PROJECT SUMMARY / ABSTRACT Desipte the marked clinical success of treating cancer with immunotherapies, including anti-PD-1, anti-CTLA-4 and anti-PD-L1, the majority of patients do not respond to these treatments or relapse following initial response. Research efforts to analyze the role of tumor cell intrinsic mechanisms that mediate responsiveness to immunotherapy treatments offer great potential to improve these treatment strategies. One layer of cell intrinsic regulation that remains to be thorughly analyzed is the epigenetic profile of tumor cells and how this level of regulation impacts the overall responsiveness to immunotherapy. Epigenetic regulation can be achieved by the structural remodelling of the chromatin by distinct complexes such as the mammalian Switch/Sucrose Non-Fermentable (mSWI/SNF) ATP-dependent chromatin remodelling complex. mSWI/SNF uses energy generated from ATP-hydrolysis to alter chromatin through many mechanisms including ejection, destabilisation and restructuring of nucleosomes allowing for changes in the accessibility of distinct genetic regions resulting in context specific, highly regulated gene expression. The mSWI/SNF complex is of particular interest because data from an in vivo CRISPR screen in B16 melanoma demonstrated that deletion of genes encoding select subunits of the mSWI/SNF each conferred resistance to anti-PD-1 treatment (Manguso et. al, 2017). Through this proposal we will conduct a comprehensive analysis of all mSWI/SNF subunits to determine their role in regulating responsiveness of melanoma to anti-PD-1 immunotherapy, and deeply interrogate the mechanistic role of both conformations of mSWI/SNF, BAF and PBAF, in melanoma by analyzing the genomic location of these complexes, changes in chromatin accessiblity and the resulting transcriptomic changes which impact cellular processes. As a whole, this proposal offers great potential to impact the fundamental understanding of SWI/SNF biology as well as inform our understanding of epigenetic regulation as it relates to immunotherapy responsiveness.
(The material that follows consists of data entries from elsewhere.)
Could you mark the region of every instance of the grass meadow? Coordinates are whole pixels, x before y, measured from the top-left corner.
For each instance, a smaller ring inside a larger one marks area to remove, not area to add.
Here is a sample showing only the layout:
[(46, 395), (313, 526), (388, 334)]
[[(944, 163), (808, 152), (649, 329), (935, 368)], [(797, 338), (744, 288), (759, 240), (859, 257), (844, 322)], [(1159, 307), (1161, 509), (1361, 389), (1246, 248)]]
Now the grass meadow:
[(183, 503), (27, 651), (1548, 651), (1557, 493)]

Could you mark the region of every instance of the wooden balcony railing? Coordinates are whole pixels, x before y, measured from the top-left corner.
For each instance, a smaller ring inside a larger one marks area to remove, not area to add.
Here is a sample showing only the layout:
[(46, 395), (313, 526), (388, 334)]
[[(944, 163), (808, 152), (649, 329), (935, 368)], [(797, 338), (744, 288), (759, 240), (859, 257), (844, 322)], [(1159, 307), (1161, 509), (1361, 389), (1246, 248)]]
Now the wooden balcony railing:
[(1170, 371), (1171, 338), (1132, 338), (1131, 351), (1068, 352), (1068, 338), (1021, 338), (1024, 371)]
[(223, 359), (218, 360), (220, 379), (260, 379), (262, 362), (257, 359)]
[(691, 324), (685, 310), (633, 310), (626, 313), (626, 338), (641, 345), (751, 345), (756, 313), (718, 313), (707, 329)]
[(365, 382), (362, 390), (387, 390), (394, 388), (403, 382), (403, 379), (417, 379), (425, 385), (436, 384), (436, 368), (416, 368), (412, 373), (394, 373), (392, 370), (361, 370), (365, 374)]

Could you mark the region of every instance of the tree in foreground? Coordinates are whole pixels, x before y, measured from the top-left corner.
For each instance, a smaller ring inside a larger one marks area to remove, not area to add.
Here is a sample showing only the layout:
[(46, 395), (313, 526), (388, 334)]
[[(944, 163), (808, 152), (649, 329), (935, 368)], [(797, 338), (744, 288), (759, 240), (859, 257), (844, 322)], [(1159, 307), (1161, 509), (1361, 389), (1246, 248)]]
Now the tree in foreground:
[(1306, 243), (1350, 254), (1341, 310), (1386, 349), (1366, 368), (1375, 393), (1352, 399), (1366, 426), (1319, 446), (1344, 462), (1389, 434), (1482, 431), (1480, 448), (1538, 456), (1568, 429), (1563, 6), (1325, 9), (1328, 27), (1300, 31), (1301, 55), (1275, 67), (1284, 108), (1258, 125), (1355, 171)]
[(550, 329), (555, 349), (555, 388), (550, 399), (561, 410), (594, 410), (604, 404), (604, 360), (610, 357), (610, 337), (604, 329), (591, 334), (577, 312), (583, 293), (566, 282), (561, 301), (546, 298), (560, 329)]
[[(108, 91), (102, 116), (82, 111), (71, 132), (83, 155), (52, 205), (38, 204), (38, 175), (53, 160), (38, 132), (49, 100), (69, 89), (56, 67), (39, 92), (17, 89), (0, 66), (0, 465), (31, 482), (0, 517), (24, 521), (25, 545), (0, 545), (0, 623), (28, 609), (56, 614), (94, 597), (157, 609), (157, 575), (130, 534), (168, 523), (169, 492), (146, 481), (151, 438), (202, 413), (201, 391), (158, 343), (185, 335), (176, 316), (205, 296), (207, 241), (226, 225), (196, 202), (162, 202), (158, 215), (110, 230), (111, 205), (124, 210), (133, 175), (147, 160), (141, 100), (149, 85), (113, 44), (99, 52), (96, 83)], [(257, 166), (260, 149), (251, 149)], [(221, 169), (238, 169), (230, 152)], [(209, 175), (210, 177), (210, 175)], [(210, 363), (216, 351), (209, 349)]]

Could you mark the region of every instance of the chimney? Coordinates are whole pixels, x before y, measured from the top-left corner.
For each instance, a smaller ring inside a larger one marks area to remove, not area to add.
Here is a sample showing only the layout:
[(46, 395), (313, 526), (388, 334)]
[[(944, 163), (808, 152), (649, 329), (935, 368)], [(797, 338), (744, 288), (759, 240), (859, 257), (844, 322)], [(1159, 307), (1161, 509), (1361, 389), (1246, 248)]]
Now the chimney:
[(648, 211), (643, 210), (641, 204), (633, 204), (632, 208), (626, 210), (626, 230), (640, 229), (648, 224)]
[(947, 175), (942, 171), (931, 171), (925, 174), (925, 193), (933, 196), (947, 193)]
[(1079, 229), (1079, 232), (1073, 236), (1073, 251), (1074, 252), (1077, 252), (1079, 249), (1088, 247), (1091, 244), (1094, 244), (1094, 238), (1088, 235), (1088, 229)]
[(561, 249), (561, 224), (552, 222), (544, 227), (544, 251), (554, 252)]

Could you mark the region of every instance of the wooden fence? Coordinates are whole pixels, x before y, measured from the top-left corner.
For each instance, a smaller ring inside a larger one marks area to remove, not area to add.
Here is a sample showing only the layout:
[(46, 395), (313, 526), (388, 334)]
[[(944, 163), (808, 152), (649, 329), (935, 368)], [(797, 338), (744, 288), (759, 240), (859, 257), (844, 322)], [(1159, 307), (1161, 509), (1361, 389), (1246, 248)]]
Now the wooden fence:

项目摘要/摘要 希望用包括抗PD-1、抗CTLA-4在内的免疫疗法治疗癌症取得显著临床成功 和抗PD-L1，大多数患者对这些治疗没有反应或在初次治疗后复发 回应。研究努力分析调节反应的肿瘤细胞内在机制的作用 免疫疗法为改进这些治疗策略提供了巨大的潜力。一层细胞 有待深入分析的内在调节是肿瘤细胞的表观遗传学特征，以及这是如何 调控水平影响对免疫治疗的整体反应。表观遗传调控可以是 通过不同的复合体(如哺乳动物)对染色质进行结构改造而实现的 Switch/蔗糖不可发酵(mSWI/SNF)依赖于ATP的染色质重塑复合体。MSWI/SNF 利用ATP水解产生的能量通过包括喷射在内的许多机制改变染色质， 核小体的不稳定和重组允许改变不同基因的可及性 导致上下文特定的、高度调控的基因表达的区域。MSWI/SNF复合体是特别的 感兴趣是因为来自B16黑色素瘤体内CRISPR筛查的数据显示基因缺失 编码mSWI/SNF的选择亚基，每个亚基都对抗PD-1治疗产生抗性(Manguso et.艾尔， 2017年)。通过这项提案，我们将对所有mSWI/SNF亚基进行全面分析，以确定 它们在调节黑色素瘤对抗PD-1免疫治疗的反应性中的作用，并深入探讨 从基因组角度分析mSWI/SNF、BAF和PBAF两种构象在黑色素瘤中的作用 这些复合体的位置、染色质可及性的变化以及由此导致的转录变化 影响细胞过程。总体而言，这项提议提供了巨大的潜力来影响基本的 对SWI/SNF生物学的理解以及对表观遗传调控的理解 免疫治疗的反应性。